One excellent reason is that Chinese stocks are cheap. After their recent declines, they trade at multiples 40 per cent lower than their U.S. counterparts.

In a note last week, Derek Holt of Bank of Nova Scotia’s economics team pointed out that Chinese stocks are changing hands for 10 to 13 times their recent earnings. They are now roughly as cheap as they were during the global calamity of 2008, and far, far cheaper than the U.S.-based S&P 500, which goes for about 21 times earnings.

“Are Chinese firms really of as little value as in the midst of the global financial crisis?” Mr. Holt asked. His answer: “Seems to me that one shouldn’t ignore the possibility that Chinese stocks are a bargain for the longer-run value investor relative to pricey U.S. stocks.”

Valuations aside, investors in the Middle Kingdom could benefit from an upcoming jolt of economic stimulus. While investors have been focused on potential damage from the Chinese-U.S. trade war, many observers expect Beijing to cushion any repercussions by taking measures to goose its economy.

Looking at the longer-term picture, a bet on Chinese stocks would seem to reflect a rational sense of where industrial strength now lies. “China already has factories that put to shame what exists elsewhere in the world,” Mr. Holt declared. In contrast, he noted, “U.S. industrial policy is erecting barriers while seeking a return to the past, coddling its old industries and ignoring the bigger global picture.”

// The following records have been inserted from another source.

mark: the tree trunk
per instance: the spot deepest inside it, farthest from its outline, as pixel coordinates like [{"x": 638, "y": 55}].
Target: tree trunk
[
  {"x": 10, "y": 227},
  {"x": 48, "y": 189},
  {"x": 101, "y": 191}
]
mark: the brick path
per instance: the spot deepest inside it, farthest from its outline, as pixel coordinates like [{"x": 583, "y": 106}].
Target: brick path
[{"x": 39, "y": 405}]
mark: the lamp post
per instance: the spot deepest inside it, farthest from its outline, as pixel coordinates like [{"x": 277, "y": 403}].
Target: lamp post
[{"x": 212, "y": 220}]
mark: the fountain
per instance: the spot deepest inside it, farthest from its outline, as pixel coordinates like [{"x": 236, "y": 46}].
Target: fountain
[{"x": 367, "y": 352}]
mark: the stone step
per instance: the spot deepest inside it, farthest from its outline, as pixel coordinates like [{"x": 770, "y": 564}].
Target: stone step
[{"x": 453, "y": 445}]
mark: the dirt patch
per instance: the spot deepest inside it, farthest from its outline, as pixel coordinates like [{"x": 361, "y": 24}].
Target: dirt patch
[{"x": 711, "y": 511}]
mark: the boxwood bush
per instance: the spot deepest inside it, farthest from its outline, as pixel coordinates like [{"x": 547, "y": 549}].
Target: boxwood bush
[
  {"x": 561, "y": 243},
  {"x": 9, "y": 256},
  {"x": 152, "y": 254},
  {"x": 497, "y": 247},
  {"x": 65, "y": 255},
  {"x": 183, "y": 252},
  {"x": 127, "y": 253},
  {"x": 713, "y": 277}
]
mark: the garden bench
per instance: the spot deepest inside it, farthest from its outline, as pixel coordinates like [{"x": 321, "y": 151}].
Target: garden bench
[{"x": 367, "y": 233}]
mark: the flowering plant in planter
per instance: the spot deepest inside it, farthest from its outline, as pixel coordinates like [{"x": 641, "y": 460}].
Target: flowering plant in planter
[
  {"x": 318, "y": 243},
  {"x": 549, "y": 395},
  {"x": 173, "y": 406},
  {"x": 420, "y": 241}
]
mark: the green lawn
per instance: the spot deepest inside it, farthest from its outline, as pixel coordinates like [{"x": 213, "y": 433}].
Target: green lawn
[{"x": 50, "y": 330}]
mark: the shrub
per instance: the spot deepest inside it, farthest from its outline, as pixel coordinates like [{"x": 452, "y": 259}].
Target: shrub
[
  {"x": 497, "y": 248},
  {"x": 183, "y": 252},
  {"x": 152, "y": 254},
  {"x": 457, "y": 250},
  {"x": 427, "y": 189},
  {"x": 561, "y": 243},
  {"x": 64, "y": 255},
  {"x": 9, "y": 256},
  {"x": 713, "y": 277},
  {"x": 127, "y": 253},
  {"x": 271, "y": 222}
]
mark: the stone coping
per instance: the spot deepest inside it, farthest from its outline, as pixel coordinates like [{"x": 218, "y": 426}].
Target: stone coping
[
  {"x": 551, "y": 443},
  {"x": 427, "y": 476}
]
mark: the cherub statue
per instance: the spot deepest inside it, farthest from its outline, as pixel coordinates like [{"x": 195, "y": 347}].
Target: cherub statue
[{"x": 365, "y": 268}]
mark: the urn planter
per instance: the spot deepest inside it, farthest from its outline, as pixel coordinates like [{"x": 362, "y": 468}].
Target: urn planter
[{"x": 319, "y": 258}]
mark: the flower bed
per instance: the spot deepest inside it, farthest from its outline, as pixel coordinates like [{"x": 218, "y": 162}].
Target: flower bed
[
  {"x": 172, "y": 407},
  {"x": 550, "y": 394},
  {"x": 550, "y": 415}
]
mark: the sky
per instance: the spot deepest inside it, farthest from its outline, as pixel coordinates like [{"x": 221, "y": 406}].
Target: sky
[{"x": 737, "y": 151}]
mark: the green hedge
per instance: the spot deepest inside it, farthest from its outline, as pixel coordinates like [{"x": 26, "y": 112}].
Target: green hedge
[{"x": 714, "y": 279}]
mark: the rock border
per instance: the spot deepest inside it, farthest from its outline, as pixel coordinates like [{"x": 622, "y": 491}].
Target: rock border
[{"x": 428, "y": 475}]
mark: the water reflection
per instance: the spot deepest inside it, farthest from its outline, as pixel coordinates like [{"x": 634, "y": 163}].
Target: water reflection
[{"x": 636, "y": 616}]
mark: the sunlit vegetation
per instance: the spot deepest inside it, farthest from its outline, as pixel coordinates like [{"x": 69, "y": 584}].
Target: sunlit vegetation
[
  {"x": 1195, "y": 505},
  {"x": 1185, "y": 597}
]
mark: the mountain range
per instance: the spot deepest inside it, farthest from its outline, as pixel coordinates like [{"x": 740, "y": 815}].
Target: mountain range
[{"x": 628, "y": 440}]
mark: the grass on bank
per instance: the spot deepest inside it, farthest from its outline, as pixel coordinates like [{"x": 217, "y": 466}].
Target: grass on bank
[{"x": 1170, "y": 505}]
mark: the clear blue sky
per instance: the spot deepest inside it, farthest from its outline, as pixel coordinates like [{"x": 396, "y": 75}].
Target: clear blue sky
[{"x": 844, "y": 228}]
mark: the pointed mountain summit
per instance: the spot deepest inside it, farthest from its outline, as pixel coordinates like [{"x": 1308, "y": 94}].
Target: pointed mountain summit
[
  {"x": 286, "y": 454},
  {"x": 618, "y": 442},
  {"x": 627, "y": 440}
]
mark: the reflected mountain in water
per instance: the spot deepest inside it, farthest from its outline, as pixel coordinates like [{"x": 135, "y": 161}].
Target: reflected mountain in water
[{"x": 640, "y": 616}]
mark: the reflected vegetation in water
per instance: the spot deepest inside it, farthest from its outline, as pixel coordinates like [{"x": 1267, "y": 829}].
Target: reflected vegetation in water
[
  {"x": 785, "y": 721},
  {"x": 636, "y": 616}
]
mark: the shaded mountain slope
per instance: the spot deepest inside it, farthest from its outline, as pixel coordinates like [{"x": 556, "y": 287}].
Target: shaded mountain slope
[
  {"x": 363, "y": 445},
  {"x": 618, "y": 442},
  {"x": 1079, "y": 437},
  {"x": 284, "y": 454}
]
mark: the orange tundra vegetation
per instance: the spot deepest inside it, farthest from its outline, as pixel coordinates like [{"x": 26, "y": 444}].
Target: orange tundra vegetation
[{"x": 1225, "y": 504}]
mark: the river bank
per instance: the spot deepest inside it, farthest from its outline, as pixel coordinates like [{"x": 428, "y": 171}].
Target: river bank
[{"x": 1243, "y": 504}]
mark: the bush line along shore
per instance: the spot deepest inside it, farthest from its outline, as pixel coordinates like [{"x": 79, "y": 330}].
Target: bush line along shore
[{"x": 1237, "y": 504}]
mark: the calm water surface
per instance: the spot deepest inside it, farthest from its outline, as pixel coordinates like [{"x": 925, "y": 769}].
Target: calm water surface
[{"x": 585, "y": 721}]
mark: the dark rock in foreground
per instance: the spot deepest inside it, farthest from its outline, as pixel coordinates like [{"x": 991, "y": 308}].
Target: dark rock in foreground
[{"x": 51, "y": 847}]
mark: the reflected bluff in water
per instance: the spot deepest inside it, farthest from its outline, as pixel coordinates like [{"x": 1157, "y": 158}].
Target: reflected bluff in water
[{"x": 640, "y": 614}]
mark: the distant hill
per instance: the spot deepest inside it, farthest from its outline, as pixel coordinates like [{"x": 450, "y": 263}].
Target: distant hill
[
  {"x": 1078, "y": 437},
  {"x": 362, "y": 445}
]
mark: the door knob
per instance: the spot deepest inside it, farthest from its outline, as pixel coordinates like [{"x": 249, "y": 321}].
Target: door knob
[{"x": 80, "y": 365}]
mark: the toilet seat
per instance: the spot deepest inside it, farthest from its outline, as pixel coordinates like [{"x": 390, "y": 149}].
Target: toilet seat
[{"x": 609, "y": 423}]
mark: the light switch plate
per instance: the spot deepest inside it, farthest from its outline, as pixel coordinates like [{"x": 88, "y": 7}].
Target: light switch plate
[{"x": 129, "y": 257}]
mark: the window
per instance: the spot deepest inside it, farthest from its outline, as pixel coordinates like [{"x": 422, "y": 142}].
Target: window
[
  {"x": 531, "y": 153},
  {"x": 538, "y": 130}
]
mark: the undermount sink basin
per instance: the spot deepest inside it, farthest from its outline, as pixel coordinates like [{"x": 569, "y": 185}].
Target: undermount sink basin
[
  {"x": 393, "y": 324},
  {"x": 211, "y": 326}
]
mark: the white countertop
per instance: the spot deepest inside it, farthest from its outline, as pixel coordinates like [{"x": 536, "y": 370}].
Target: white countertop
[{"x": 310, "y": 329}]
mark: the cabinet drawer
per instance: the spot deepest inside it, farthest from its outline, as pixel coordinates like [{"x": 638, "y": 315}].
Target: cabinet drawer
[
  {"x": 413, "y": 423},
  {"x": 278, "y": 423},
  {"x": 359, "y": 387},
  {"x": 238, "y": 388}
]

He is not the only one to be concerned about U.S. trade policy and, more broadly, the outlook for the American economy. The U.S. yield curve, a measure of how short-term interest rates compare with long-term rates, has become an object of obsessive fascination for economists and traders in recent months, because it is verging on “inversion” – an unusual state in which short-term borrowing rates move higher than longer-term rates. Over the past few decades, inverted yield curves have been a reliable indicator of U.S. recessions ahead.

The sizzling performance of U.S. stocks this year is largely the result of share buybacks by companies that have repatriated profits from abroad, according to Danielle DiMartino Booth, chief executive of Quill Intelligence LLC in Dallas and a former adviser to the Federal Reserve Bank of Dallas. She is concerned about weakness in both the U.S. housing market and auto sector, two areas that tend to lead the economy. “People forget that last year the U.S. auto industry was in contraction before Hurricane Harvey made landfall in Houston,” leading to a surge in replacement demand, she said.

The massive tax cuts unleashed by Congress late last year have given the U.S. economy a second lease on life. However, the benefits of that stimulus are likely to fade by the middle of 2019 as the Federal Reserve raises rates to fight inflationary pressures. The Fed is nearly universally expected to agree on another hike at its meeting on Wednesday and appears intent on tightening even more next year.

“World markets have reacted very poorly to the tightening cycle in the United States,” Ms. Booth notes. “In fact, the only country that has not succumbed to the tightening cycle is the U.S. itself.” The American immunity to its own interest rate medicine is unlikely to last, she said. Several Wall Street firms are now warning of the possibility of a U.S. recession in 2020. What that really means, she said, is that “they’re internally budgeting for [one in] 2019.”

All of this should make investors wary. Jeremy Hale at Citigroup is among those who acknowledge there is good value in emerging-markets assets. He argues, however, that there isn’t quite enough distress yet to make them obvious contrarian buys. In contrast, “in the near term, it’s difficult to see a major correction [for U.S. stocks] when earnings growth is so strong.”

Fair enough. But those who are investing with an eye to the next couple of years may want to consider the strong possibility that the best of U.S. earnings growth is behind us. If so, unloved Chinese stocks could offer a useful counterbalance to Wall Street.